An iconoclastic filmmaker who dedicates “Aquarela” to fellow countryman Alexander Sokurov (“Russian Ark”), another uncompromising crafter of images, Kossakovsky tends to do everything himself.
He served as his own cinematographer in often risky situations and co-edited with frequent Lars von Trier collaborator Molly Malene Stensgaard.
As befits something named to echo the watercolor style of art, “Aquarela” is a poetic film that very much goes its own way. In fact Kossakovsky’s unconventional method of working meant the project was not so much planned from start to finish as something that evolved segment to segment.
Consistency comes from both Kossakovsky’s gift as a creator of images and the fact the film was shot at the almost unheard-of 96-frames-per-second rate. It will be projected in many theaters, like Peter Jackson’s “The Hobbit,” at 48 fps as opposed to the conventional 24.
While seeing a narrative film like “The Hobbit” projected that way was disconcerting, the faster frame rate is successful for “Aquarela” and adds a clarity to the outdoor visuals that is completely immersive.
Though “Aquarela” was shot in multiple countries all over the world, it’s one of the idiosyncrasies of the film that it has no interest in telling you exactly where you are at any given moment.
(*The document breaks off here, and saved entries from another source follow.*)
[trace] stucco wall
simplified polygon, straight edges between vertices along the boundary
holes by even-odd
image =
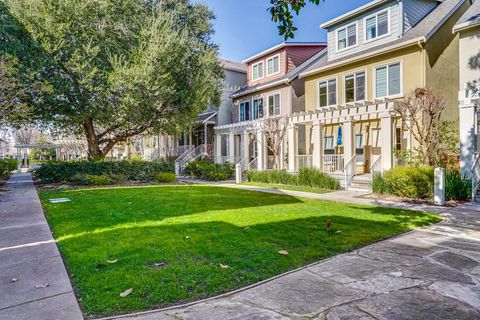
[[[460,33],[459,90],[467,83],[480,79],[480,26]]]
[[[247,75],[242,72],[225,70],[222,100],[218,107],[217,125],[222,126],[232,122],[232,94],[247,83]]]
If you don’t recognize the location, or read about it in a review, you have to go with the flow.
“Aquarela’s” opening segment is its most extended and plays out quieter than the rest of the film.
It’s set on the frozen surface of Siberia’s enormous Lake Baikal, where we observe solitary men mysteriously kneeling down and peering into the ice, as if they were worshipers in an obscure nature-loving religion.
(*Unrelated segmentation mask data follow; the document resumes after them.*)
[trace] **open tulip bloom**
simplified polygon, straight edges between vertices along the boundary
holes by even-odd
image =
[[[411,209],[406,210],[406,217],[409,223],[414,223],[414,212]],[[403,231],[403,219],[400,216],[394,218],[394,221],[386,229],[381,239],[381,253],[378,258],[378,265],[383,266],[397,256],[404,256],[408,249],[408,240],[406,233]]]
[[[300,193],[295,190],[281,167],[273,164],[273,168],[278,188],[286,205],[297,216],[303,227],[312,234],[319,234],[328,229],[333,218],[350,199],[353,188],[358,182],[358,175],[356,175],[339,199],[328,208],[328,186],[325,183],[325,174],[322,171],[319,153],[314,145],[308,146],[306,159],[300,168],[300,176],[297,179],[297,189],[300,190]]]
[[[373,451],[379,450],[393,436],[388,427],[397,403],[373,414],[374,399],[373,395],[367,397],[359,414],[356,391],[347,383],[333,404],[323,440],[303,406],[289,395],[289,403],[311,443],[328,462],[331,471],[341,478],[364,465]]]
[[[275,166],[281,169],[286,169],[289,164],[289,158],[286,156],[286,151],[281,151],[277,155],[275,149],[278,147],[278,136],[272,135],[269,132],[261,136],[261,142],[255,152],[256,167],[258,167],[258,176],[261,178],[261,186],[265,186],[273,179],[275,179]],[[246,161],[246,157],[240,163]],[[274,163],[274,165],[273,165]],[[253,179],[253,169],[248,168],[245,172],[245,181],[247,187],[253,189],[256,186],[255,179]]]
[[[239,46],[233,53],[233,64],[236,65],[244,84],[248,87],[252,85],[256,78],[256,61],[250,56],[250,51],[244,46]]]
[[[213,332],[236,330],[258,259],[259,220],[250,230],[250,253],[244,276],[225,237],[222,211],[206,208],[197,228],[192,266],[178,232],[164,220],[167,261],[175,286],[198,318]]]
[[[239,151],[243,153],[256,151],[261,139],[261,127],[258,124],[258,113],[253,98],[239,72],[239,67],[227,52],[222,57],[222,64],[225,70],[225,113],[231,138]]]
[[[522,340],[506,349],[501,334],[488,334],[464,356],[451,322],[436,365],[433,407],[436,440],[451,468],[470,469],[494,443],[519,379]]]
These are not devotees, as it turns out, but people looking for a submerged auto that crashed through the ice during a drive — the normally frozen surface having thinned out weeks before it usually does. And while this search is going on, we watch another car going into the lake, with catastrophic results.
That is followed by “Aquarela’s” most artistic segment, shot largely in Greenland and focusing on a variety of images of ice, icebergs and water, including hypnotic sequences of ice chunks rising and falling on the open sea like they were so many breaching whales.
Next we are on board a 100-foot double-masted schooner as it crosses a stormy Atlantic from Portugal to Greenland. Using a camera stabilization system, Kossakovsky has been able to get steady shots of the schooner’s co-skippers steelily coping with frighteningly relentless monster 30-foot waves.
Two of “Aquarela’s” most unnerving sequences take place in the U.S., as Kossakovsky was present both for water wildly overflowing California’s Oroville Dam in 2017 and for surging floodwaters and high winds wreaking havoc in Miami during Hurricane Irma the same year.
“Aquarela’s” experience is made more intense by the visceral nature of the soundtrack, which includes the otherworldly sounds of icebergs coming apart and an edgy score by Finnish composer Eicca Toppinen, whose classical/heavy metal group Apocalyptica has been called an exemplar of “cello-metal” music.
The film ends with a visit to Venezuela’s towering Angel Falls, the world’s tallest uninterrupted waterfall. Miraculously, a vivid rainbow appears while the crew is filming, providing a comforting image in an always-impressive film that has been more about water’s raw power than anything resembling hope.